Tanpa bicara, Rafisqi memencet-mencet panel password yang ada di samping pintu besi bertuliskan nomor 809. Saat itulah Naura sadar kalau dia sedang berada di apartemen pria itu. Hati dan pikirannya mendadak panik.
"Tunggu−"
Namun, Rafisqi terlanjur mendorongnya masuk.

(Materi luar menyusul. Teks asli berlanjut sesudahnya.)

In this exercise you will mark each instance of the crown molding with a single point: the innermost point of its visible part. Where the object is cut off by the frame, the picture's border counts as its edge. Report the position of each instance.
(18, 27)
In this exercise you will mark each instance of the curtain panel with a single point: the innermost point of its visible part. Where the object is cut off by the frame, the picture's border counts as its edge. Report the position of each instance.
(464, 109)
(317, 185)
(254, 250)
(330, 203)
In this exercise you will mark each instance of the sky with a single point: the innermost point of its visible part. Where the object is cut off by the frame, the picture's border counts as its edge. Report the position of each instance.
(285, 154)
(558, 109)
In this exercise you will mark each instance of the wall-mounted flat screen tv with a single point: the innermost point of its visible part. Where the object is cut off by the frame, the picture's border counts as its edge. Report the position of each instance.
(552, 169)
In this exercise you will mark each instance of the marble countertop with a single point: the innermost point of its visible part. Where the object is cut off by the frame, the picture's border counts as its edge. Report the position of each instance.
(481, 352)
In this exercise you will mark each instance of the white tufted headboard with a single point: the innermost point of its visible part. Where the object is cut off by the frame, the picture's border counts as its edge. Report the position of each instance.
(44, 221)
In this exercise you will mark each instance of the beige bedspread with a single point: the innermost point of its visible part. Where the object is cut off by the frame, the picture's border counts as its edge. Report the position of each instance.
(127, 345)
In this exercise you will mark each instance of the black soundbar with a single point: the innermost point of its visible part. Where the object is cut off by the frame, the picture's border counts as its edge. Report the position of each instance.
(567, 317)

Naura memandangi pintu besi yang ada di balik punggung Rafisqi. Pintu itu sudah tertutup rapat dan tubuh menjulang Rafisqi menghalangi jalan keluar satu-satunya tersebut.
"Aku mencoba bicara baik-baik," Naura menghempaskan tangannya yang masih dicengkeram Rafisqi. Kesabaran yang berusaha dia pertahankan sejak tadi mulai menipis mendekati titik kritis. "tapi ini balasanmu?"
"Kau pikir setelah tahu semuanya, aku akan melepaskanmu?" Suara Rafisqi terdengar berbahaya. "Kau tidak akan kemana-mana lagi, Naura."
"Kau berencana mengurungku?" Naura tidak percaya dengan apa yang barusan di dengarnya. Disaat dia mengira kegilaan Rafisqi sudah mencapai titik maksimal, pria itu selalu saja mengejutkannya dengan tindakan lain yang lebih parah.
"Kalau aku membiarkanmu pergi sekarang, aku akan kehilanganmu lagi." Rafisqi menggeleng pelan. Sekarang Naura bisa melihat kepanikan dalam tatapan matanya. "Kau juga akan meninggalkanku saat tahu kondisiku yang sebenarnya. Aku−"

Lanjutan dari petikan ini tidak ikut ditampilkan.